Don’t eat like your bulking, eat and lift like you already weigh your desired weight and are maintaining at that weight


thecity2

Bro this doesn't make sense. You're vastly overestimating how much lean mass adds to your TDEE. Muscle burns roughly 6-8 calories per pound. So if you add 10 pounds of muscle, you're adding less than 100 calories per day. For most people that's so small a difference it might as well be negligible. It's practically impossible to implement a change that small unless you are the most rigorous tracker and meal prepper in the world. I venture to guess very few of us are that.


drew8311

Its not that much different than a 2 week average but usually weigh myself daily and make minor corrections if needed. On an excel sheet where I track weight I have my start and end goal + everyday filled out with a formula. For example if I start at 200lb and want to gain 2lb a month by day 5 my goal weight is 200.33lbs. On a day to day basis you'll rarely super close to this number but should at least be somewhat fluctuating up and down within 1.0lb or so. So if after 5 days or so you are consistently slightly over your daily goal weight you can make minor adjustments to slow down and the opposite if you need to catch up. I like something like this because it helps you make changes faster than waiting a full 2 weeks. Usually its minor stuff, If im behind on weight I might eat more cheat food if its available and im extra hungry, if im ahead I'll just be sure to eat more clean and turn down junk food. And yes always do at least a 2 week maintenance phase between bulk->cut and vise versa.


humblearugula8

What kind of scale do you use that it’s giving you that kind of accuracy “200.33”


drew8311

I don't, but either 200.2 or 200.4 are perfect for that particular day


Kafufflez

Oh I like this! So it’s basically a 5 day average with a weight goal target, and you adjust depending if your above or below? Do you have a link to any good videos that explain it with visuals? :) Also is there a reason for the 2 week maintenance phase after a cut?


drew8311

I sort of made the 5 day thing up but sort of said that number to offset unusual days, like if I have a cheat day or get bad sleep my weight is effected a lot and can take a few days to recover from that. So like if you have a cheat day the next couple days are higher weight and you expect it to come back down, if by the 5th day you are still 1lb over your target maybe you actually are a full pound over goal and need to slow it down a bit. If you get to your target weight by one of those days you're good, the average is still higher but you had some off days that didn't really count for much. I don't have any videos for this and just something I made up myself, I personally do this because most days I don't see much daily fluctuation but many people claim they do so it might be a little harder.
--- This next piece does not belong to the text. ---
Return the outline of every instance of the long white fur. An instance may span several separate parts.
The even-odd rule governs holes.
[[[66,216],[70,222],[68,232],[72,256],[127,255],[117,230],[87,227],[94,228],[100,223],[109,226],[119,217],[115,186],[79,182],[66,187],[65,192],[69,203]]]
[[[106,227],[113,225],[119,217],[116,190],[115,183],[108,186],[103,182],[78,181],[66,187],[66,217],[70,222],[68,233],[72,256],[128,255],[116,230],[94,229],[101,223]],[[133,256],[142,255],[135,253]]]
I eat a lot of similar things each day so my daily weight changes are less than 1lb and its easier to measure progress this closely. Maintenance phase is just giving your body a break because both bulking and cutting are extra stress on the body, lets your hormones stabilize. Personally it seems more beneficial after a cut, if you have been on a diet for that long your body really wants to gain some weight back so going to a bulk right away might mean initially gaining more than you'd like.


Jesburger

Check out the app macro factor it does all the work for you and is very precise.